When the MTA is restarted it can immediately start receiving messages, since this just involves appending new envelope records to the queue. However deliveries have to wait. Having read the queue positions, the MTA starts scanning the working suffix. For each start record that isn't marked as garbage, ensure that the envelope it refers to is marked as garbage (it might not be if there was a crash) then add it to the list of working messages. Remember each delivery record that is associated with a working message. If we encounter a replacement envelope or finish record for a working message (again because of a crash), mark its start record as garbage and remove it from the working list. When we run out of queue, write replacement envelopes for all the working messages, and mark their start records as garbage. The on-disk data has now been made consistent, so we can start the queue runners at their recorded positions.

There's one remaining mechanism. The earliest queue runner (dealing with the messages with the longest retry interval) leaves behind it a queue that is entirely marked as garbage. However envelopes just behind the queue runner are not true garbage until their replacement envelope has been written. Thus there must be a process which tracks the point where true garbage starts, so that when it rolls past a file boundary we know the older file can safely be removed. This can be done entirely in memory by keeping note of when deliveries triggered by the earliest queue runner complete. No persistent state is needed because after the working suffix has been scanned the garbage markers are all correct.

Optimizations:

No fsync()s are needed for writing garbage flags, start or finish records, or replacement envelopes, because if they are lost in a crash they can be recovered, or other fsync() activity prevents such a loss. These writes are book-keeping - they aren't necessary in a conventional one-file-per-message spool - so it's good that they can be coalesced with other more unavoidable writes.

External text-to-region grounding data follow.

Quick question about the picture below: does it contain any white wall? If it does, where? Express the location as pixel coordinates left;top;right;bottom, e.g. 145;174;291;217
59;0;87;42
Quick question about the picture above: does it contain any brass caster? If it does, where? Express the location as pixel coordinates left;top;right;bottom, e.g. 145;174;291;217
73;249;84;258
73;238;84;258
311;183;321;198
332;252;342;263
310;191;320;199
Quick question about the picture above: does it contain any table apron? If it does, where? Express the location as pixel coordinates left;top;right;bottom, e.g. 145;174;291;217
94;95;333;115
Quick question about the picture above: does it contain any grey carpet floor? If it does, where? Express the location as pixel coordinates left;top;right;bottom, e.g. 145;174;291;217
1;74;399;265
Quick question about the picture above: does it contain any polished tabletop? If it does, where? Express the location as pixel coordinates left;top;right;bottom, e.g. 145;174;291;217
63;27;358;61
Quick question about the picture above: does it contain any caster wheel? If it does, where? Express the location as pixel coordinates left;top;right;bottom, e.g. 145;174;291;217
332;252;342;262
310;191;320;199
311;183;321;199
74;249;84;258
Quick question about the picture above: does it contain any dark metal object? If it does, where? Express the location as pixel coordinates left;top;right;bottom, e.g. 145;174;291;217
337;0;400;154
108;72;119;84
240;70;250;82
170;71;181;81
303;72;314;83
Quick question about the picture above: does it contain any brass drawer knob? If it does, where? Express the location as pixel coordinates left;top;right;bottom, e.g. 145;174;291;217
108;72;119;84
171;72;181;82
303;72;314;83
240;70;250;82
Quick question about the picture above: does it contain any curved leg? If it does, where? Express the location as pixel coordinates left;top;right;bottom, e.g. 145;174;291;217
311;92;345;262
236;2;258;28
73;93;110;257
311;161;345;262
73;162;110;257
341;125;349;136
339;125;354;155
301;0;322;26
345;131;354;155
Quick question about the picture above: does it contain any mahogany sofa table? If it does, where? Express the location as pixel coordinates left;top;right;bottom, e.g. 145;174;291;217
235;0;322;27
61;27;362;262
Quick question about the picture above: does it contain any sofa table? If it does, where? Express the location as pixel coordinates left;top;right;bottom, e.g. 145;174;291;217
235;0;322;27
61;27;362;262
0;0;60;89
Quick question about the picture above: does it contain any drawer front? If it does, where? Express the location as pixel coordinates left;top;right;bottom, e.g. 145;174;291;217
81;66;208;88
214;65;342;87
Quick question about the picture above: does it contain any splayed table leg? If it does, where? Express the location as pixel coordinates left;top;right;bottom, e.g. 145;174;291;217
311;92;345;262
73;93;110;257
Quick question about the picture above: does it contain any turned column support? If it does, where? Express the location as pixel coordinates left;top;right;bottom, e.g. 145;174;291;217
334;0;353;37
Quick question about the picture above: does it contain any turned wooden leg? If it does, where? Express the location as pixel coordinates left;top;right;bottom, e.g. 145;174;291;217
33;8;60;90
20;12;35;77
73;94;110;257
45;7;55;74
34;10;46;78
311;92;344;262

The envelope of a new message does need to be fsync()ed before we return a 250 to the client that sent it to us, but if we delay a little we can piggy-back it on a delivery fsync().

Delivery records contain sets of recipients when a single delivery has multiple recipients. One delivery record is written when we get the destination server's final response to the message data. Thus we can get less than one fsync() per recipient per message.

I haven't said where to record the restart positions. This could be in the queue, which implies a bit of furtling around to find them, or in a fixed location, which implies extra seeks (similar to mtime seeks).

It might be more efficient to have multiple queues, the key difference being that replacement envelopes are written to a queue with queue runners that have an appropriate retry interval. With the single queue setup the long-interval queue runners are mostly skipping garbage, which wastes IO bandwidth and pollutes the page cache. However multiple queues may increase seeking too much. As 👤chrislightfoot points out, the conventional wisdom isn't a reliable guide in this area. More benchmarks needed.

Edit:

Actually, the garbage bits on the start records are unnecessary: they are only for use by the restart process, but it can (and does!) infer their correct value. When we finish working on a message, instead of frobbing this bit, we just update our current in-memory note of the start-of-working-suffx and end-of-garbage-prefix positions, as appropriate.

A correspondence with Postfix terminology: The working suffix is like Postfix's active queue. The new envelopes being appended to the queue are the incoming queue. The other queue runners are scanning the deferred queue. Postfix has a fairness strategy of adding messages to the active queue alternately from the incoming and deferred queues, and we can apply something similar here by controlling when we ask each queue runner to scan for its next envelope.